Coronation Concert: Everything you need to know about King Charles’s musical celebration
King Charles III’s coronation is almost upon us, with a Bank Holiday weekend full of celebrations fast approaching.
The official coronation takes place on Saturday 6 May, with a coronation concert taking place the following evening on Sunday 7 May.
Staged at Windsor Castle and broadcast across the BBC, the concert will feature performances from Take That, Katy Perry and Lionel Richie.
Last summer, a royal concert was staged at Buckingham Palace for the late Queen’s Platinum Jubilee, titled the Party at the Palace concert.
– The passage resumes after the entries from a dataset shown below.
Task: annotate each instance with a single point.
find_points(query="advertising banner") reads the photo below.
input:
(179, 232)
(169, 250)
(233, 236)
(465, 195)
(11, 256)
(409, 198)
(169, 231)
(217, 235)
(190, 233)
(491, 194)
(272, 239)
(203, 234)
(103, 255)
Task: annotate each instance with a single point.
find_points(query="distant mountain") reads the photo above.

Rod Stewart, Diana Ross and Queen were among those to perform.
Here’s everything you need to know…
When and where is the concert taking place?
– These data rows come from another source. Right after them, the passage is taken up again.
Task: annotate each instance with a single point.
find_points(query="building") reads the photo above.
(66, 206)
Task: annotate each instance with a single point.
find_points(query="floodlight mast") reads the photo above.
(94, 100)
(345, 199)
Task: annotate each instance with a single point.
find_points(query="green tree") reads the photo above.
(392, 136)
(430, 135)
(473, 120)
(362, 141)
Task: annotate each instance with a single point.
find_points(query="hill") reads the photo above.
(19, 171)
The coronation concert take part on the evening of Sunday 7 May, ahead of Bank Holiday Monday on 8 May.
The concert will be staged on the East Lawn of Windsor Castle, marking the first time a concert has been held in the grounds.
Who will be performing?
Take That, Katy Perry and Lionel Richie are among the musical acts who will be performing at the coronation concert.
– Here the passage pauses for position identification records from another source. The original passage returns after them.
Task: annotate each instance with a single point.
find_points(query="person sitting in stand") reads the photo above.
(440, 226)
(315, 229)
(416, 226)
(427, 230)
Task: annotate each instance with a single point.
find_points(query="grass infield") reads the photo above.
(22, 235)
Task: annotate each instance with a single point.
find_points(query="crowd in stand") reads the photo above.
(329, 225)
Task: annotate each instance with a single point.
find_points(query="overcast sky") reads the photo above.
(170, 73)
Also on the line-up are Italian opera singer Andrea Bocelli and Welsh bass-baritone Sir Bryn Terfel.
The Coronation Choir, a group created from the nation’s keenest community choirs and amateur singers from across the UK, such as refugee choirs, NHS choirs, LGBT+ singing groups and deaf signing choirs, will also make an appearance.
Who has turned down performing at the concert?
We don’t officially know whether there are any musicians who have actually said “no” to performing at the coronation, but reports have suggested that both Ed Sheeran and Adele are unable to perform, despite the King being “very keen” to have both.
Harry Styles, Kylie Minogue and Elton John are also said to have declined offers to perform.
How to get tickets
Sadly, it’s too late to apply for tickets for the concert, as the public ballot has now closed.
The tickets will be split between 10,000 members of the public, who will be told if they have won free tickets by late April, and volunteers from Charles and Camilla’s charities.
Winners will be allocated based on the geographical spread of the UK’s population rather than a first-come, first-served basis, with 5,000 people each given a pair of tickets in the ballot run by Ticketmaster.
The remaining tickets will be shared between organisations supporting young people, the military and the environment, alongside local communities and the Commonwealth.